Integer division and remainder round towards zero (this is
unspecified by C89 but required by C99). Right-shitfing a
negative number preserves the sign.
-
All pointers have the same size. There is an integer type
of the same size as a pointer. Odd integers can be cast to
pointers and back. Pointers into arrays of pointers are even.

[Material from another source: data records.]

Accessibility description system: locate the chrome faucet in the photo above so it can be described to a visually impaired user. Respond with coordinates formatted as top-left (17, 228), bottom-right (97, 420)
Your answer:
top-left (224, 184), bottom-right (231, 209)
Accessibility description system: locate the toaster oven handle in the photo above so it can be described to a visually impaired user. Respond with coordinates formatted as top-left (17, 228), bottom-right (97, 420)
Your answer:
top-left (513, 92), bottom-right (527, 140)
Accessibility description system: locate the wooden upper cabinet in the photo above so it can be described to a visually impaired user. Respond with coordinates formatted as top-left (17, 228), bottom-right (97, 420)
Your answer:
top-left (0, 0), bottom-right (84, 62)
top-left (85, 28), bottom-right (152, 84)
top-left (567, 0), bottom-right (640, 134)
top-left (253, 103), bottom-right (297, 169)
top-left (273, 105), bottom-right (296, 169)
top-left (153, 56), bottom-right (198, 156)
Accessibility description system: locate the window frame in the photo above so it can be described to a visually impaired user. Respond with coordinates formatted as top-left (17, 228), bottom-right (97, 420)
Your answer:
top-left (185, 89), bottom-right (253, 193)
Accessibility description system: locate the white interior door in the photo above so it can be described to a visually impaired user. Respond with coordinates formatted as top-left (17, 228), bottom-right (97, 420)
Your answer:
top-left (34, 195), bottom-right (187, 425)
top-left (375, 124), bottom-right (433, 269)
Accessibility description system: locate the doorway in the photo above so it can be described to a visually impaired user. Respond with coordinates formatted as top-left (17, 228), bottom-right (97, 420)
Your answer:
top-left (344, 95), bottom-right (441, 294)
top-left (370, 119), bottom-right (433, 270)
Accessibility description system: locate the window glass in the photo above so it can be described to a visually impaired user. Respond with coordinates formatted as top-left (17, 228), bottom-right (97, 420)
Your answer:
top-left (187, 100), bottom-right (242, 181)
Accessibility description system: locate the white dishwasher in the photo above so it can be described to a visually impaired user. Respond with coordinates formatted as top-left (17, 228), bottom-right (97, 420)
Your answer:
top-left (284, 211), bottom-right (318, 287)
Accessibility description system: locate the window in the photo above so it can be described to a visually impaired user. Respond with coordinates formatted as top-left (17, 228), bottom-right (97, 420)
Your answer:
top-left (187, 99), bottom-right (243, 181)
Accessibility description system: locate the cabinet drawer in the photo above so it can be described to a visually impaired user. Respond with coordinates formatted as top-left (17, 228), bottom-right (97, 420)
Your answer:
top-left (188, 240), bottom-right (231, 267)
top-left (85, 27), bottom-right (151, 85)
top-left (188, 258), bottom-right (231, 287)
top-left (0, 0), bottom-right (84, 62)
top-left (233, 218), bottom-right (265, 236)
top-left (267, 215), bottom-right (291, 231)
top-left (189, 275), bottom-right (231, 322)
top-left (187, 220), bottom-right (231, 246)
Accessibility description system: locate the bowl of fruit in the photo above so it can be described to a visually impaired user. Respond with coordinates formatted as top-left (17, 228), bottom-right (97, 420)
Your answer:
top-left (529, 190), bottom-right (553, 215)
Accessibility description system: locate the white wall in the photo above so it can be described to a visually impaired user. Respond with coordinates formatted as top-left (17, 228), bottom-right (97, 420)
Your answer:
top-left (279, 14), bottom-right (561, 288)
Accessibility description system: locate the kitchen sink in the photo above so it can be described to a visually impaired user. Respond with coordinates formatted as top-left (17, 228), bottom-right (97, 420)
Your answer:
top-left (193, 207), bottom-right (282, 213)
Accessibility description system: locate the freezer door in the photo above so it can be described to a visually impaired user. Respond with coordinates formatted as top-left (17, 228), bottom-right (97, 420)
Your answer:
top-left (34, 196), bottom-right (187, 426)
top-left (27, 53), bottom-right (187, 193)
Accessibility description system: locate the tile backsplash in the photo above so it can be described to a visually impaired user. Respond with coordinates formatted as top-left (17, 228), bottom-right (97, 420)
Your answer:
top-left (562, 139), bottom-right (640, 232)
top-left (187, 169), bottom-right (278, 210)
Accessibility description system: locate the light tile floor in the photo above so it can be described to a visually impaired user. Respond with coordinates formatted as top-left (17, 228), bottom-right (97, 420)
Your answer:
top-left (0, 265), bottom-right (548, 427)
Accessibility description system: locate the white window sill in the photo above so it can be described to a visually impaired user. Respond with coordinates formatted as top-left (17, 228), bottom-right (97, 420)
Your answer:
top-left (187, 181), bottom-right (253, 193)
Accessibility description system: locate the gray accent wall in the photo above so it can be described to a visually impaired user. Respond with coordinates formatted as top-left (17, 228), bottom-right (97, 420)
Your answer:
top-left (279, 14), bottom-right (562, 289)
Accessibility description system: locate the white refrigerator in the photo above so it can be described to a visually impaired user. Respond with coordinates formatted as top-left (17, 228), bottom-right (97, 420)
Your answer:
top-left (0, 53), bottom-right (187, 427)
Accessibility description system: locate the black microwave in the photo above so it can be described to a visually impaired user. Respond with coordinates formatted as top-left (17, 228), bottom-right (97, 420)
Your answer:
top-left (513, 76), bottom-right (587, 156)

Incrementing a pointer past the end of an array doesn’t
cause errors.
-
There is no unexpected padding in structures consisting of
pointers and pointer-sized integers, and types other than
double don’t have stricter alignment requirements than
a pointer.
-
Pointers have at least 32 bits. While it would be easy to
lift this restriction, as it deals only with making integer
literals and with the default stack and heap sizes, Kokogut
libraries would not fit on a 16-bit platform anyway, the
generated code is too large.
-
Sometimes an object is accessed using a different type
than it was created with. This mostly deals with pointer
types and with structs having a similar layout. I believe
this happens only in places where it does not make harm in
practice to apply C99’s type-based aliasing rules
(option -fstrict-aliasing in GCC, turned on by default).
-
Limits of the C compiler regarding issues like the number of
significant characters in identifiers, the level of nesting of
blocks, the number of external definitions in a translation
unit etc. may affect the limits of Kogut code. Kokogut
doesn’t impose artificial limits itself but it can
inherit them from the C compiler used.
-
The generated code uses the GMP library for
big integers so it must be available for the target
platform. It’s assumed that GMP limbs have the same
size as pointers and that values of type
mpz_t
may be moved (not copied) using memcpy.
Kogut and kokogut history
There is no definite starting time point of developing Kogut. Its
first incarnation, an interpreter in Haskell, was written in
August 2001. It was much different from Kogut though.
The second incarnation, a compiler in Haskell which generates
OCaml code, was written in November 2001 and touched in June
2002.
The third incarnation, an interpreter in OCaml, was abandoned
in Sempember 2002. Parts of it were reused in the fourth
incarnation, another interpreter in OCaml. This interpreter
started working in January 2003 and was used to bootstrap
further implementations written in Kogut. It was being tweaked
during 2003 to follow small changes in the language, and now
implements mostly a subset of Kogut.
The fourth implementation, a compiler in Kogut which generates
C code, was abandoned at the beginning of November 2003. Large
parts of it were reused in the fifth incarnation, which started
on November 2, 2003 and is the current Kokogut.
On January 12, 2004 Kokogut started producing executable
programs. The compiler was mostly finished then, but the library
was nearly non-existent.
On March 13, 2004 Kokogut was able to compile itself for the
first time. Later effort concentrated on improving the libraries
and the building system.
Since May 26, 2004 Kokogut is hosted on SourceForge.